Patientenbrief

AUSBLICK
Quo vadis hausarztzentrierte Versorgung?

Berlin - Wie geht es weiter mit der hausarztzentrierten Versorgung (HzV)? Ein möglicher Trend ist aktuell in Baden-Württemberg zu beobachten.

Dort hat die hiesige AOK bereits 2008 einen Hausarztvertrag mit dem Deutschen Hausärzteverband und der Ärzteorganisation Medi geschlossen. Dieser wurde nun durch einen Facharztvertrag für den Bereich Kardiologie ergänzt.

Herzkranke Patienten im Fokus
Was bedeutet das für Patienten und Versicherte? AOK-Versicherte, die am „AOK-HausarztProgramm“ teilnehmen, können sich seit April auch in den Kardiologievertrag einschreiben. Ziel des Vertrages ist, die Versorgung herzkranker Patienten zu verbessern. Die AOK verspricht den Teilnehmern neben einer qualitativ hochwertigen Behandlung zusätzliche Service-Angebote.
Die notwendige Optimierung der Versorgung werde zum einen durch die hohen Qualitätsanforderungen erreicht, die die am Vertrag teilnehmenden Kardiologen erfüllen müssen. „Damit können Versicherte sicher sein, die bestmögliche Behandlung zu erhalten“, ist Dr. Rolf Hoberg, Vorstandsvorsitzender der AOK Baden-Württemberg, überzeugt.
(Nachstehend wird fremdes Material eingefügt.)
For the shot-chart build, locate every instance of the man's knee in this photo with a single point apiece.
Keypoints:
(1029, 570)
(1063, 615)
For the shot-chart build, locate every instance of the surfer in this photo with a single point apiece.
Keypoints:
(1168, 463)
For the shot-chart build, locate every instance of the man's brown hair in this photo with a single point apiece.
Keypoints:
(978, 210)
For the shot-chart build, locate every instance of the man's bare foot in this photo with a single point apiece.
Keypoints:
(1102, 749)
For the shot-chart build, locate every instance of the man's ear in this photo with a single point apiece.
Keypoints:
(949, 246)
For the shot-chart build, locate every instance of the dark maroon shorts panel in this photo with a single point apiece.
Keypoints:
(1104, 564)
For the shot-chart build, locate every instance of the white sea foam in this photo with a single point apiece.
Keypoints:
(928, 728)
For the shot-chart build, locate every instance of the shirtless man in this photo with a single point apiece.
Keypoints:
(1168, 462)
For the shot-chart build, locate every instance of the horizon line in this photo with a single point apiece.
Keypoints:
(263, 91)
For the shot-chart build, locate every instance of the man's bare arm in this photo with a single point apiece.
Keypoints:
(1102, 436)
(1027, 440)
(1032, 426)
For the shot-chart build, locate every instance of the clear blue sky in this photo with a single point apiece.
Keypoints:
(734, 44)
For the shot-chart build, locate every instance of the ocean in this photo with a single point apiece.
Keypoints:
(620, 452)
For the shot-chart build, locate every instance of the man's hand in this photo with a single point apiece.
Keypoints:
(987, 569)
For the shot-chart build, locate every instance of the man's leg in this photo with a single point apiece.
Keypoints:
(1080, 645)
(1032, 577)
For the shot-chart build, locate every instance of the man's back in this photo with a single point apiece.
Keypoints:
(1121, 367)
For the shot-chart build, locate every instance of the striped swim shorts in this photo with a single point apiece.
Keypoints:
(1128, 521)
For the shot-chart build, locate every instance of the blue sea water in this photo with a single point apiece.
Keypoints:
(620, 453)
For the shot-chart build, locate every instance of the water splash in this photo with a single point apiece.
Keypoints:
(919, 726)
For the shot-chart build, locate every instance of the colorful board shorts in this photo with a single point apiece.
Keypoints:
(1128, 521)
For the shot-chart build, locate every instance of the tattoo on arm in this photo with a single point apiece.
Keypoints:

Bessere Kooperation zwischen Haus- und Fachärzten
Zur Qualitätssteigerung der Versorgung trage aber auch die bessere Kooperation zwischen Haus- und Fachärzten bei, für die der Vertrag sorge. Dadurch sollen unnötige Untersuchungen vermieden werden. Zudem rechnet die AOK damit, dass die besser abgestimmten Behandlungsmöglichkeiten im ambulanten Bereich und die vertraglich geregelte schnelle Terminvergabe beim Facharzt zu einer Reduzierung der Krankenhauseinweisungen führen werde. Denn teilnehmende Kardiologen seien verpflichtet, eingeschriebenen AOK-Patienten innerhalb von zwei Wochen einen Termin in ihrer Sprechstunde einzuräumen. Hoberg weist darauf hin, dass der Kardiologievertrag den eingeschriebenen Versicherten auch deutliche finanzielle Vorteile bietet: „Für viele rabattierte Arzneimittel entfällt die Zuzahlung, was je nach Preis des Medikaments bis zu 10 Euro ausmachen kann.“

Wird es Nachahmer geben?
Grundlage für einen solchen Facharztvertrag ist Paragraph 73c Sozialgesetzbuch V (SGB V). Nach Angaben der Kasse handelt es sich dabei um den „bundesweit ersten ambulanten Facharztvertrag für den Bereich Kardiologie“. Vertragspartner sind die AOK Baden-Württemberg, die Ärzteorganisation Medi Baden-Württemberg und der Bundesverband der Kardiologen. Die Kombination eines Vertrages zur hausarztzentrierten Versorgung nach § 73b SGB V mit einem Facharztvertrag nach § 73c SGB V bildet im deutschen Gesundheitssystem bislang die Ausnahme. Ob ein solcher Abschluss auf Kassenseite viele Nachahmer findet, ist allerdings eher fraglich. Denn gesetzlich verpflichtet sind die Kassen zu einem solchen Angebot, im Unterschied zum Hausarzttarif, nicht. Hinzu kommt, dass sie für einen solchen Vertrag zunächst zusätzliche Mittel einplanen müssen, bis sich – vielleicht – Einsparungen realisieren lassen. Angesichts der prekären Finanzsituation, in der sich viele Kassen befinden, dürfte diese Option somit als nicht allzu verheißungsvoll bewertet werden. Für den Patienten bedeutet eine Einschreibung in den Facharztvertrag auch gleichzeitig, dass er sich in den angekoppelten Hausarztvertrag einschreiben muss. Durch dieses gekoppelte Vertragskonstrukt erhält die Kasse die Möglichkeit, die Patientenversorgung gezielt zu steuern. Hierbei stellt sich durchaus die Frage, wie viel Einflussmöglichkeiten eine Krankenkasse in Zeiten des mündigen Patienten haben sollte.